レイラが、愛ちゃんの姉妹の将来を予報する。そして・・・。

◆自分の家のあった湖畔のスペース◆

 朱真理湖を見下ろす様に、湖畔道に沿って並ぶ二棟のコテージがある。今回、レイラやもえちゃん達一行12人が泊まるコテージである。

 そこから湖畔の道路を渡り、湖に向って土手を下ると直ぐに、ペンションから始まる遊歩道の終着地点に到着する。

 そこには青々とした芝生が敷き詰められた、バスケットボールコートと同じ大きさ位の広場がある。

 

 湖岸まではさらに、そこから緩やかな下り坂を下りることになる。

 

 コテージを飛び出した子供達7人は、そのままの勢いで広場へ向って駆け下りた。

 その先頭は、勿論もえちゃんである。もえちゃんが先頭なのは、本当に足の遅い澄子ちゃんを除いた子供達が、もえちゃんを抜かさないように細心の気配りで、歩調を合わせている為である。


「いっっちば~ん」

 嬉しそうなもえちゃんの声の後に、

「2ばん」「3ばん」「・・・」

 みんなの声が楽しそうに続く。そして、最後でも満足そうな澄子ちゃんが到着した。

「な、なば~ん。ハアハア」

 少し息があがった澄子ちゃんを最後に7人全員が横一列に並んだ。

 7人の視線の先に広がるのは、青い湖、朱真理湖だ。


 入り組んだ地形に押し込めれた湖。そこに陽を照りかえして輝く水面みなも

「うわあ〜、きれい」

 真希未ちゃんが、うっとりとした顔つきで、感嘆の声をあげた。

「うん、ホント」

「どこから見てもきれいだよね」

 それに、雄大くんと健太くんが応える。


 しかし、子供達は美しい故に尚更、心に支えてならない事がある。それに、健太くんが触れた。

「この下にさあ、学校が沈んだ何て・・・嘘みたいだよね」

 みんなが思っていて口に出しずらかった言葉。それを聞いて、他の6人の子供達は心臓が詰まる様にドキッとする。

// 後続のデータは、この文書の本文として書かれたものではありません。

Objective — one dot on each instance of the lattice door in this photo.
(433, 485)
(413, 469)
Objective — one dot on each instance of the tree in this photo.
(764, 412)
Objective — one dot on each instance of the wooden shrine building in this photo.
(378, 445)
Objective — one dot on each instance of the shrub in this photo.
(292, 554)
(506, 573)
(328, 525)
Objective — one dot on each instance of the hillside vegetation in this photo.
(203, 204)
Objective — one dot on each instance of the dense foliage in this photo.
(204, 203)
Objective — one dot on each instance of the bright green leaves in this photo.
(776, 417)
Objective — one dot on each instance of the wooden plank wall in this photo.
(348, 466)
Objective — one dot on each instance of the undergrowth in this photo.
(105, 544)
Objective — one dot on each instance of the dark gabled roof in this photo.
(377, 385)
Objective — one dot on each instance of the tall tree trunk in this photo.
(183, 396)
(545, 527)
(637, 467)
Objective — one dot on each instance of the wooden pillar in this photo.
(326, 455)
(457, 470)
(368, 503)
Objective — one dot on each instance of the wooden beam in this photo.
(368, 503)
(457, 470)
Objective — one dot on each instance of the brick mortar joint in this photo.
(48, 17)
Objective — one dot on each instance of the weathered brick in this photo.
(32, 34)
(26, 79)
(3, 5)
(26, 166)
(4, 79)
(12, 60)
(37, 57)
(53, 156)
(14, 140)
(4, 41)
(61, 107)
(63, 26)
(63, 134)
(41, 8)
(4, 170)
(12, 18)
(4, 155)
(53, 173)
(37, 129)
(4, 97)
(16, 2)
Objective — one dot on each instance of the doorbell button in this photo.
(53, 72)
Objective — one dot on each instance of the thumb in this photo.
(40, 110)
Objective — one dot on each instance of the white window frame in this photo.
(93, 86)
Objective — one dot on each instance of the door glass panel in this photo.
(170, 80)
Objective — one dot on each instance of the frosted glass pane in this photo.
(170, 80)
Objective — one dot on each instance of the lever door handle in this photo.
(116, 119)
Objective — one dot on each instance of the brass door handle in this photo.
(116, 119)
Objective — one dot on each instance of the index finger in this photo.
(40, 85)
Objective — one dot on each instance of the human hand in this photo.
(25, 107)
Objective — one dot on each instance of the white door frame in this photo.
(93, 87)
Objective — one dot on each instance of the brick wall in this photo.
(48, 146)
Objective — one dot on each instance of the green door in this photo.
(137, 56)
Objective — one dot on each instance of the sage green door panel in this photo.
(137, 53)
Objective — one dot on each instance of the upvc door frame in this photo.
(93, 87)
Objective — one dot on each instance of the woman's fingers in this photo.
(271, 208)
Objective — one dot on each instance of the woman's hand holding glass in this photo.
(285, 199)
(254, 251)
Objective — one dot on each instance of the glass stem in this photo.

 他の観光客の楽しそうなざわめきが、遠く流れてきる。

 静かな時間を感じながら胸を押さえていた真希未ちゃんが、健太くんの言葉につられて、ずっと思っていた言葉を溢した。

「うん。何か・・・、悲しいね」


 それに、

「うん」

 二人意外の子ども達も頷いた。それぞれが色々な思いで感じていた感情に胸を締め付けられてしまいそうな思いを感じていた。


「もし、もしさ、高田小学校だったら、みんなはどうする?」

 健太くんが、自分の中で抱えられなくなった疑問を投げかけた。


「どうって?」

 陽太くんが反応した。


「湖の底に沈んでしまうって聞いたらさ、黙って受け入れちゃうの?」

「ん〜、・・・分かんないや、その時になってみないと」

 陽太くんが応える。


 健太くんは、一番聞いてみたいもえちゃんに質問を向けた。

「もえちゃんなら、どうする」

「えっ?」

 もえちゃんはずっと沈んだ小学校で頭が一杯のまま、湖を見つていたので、健太くんの問いかけが全く耳に入っていなかった。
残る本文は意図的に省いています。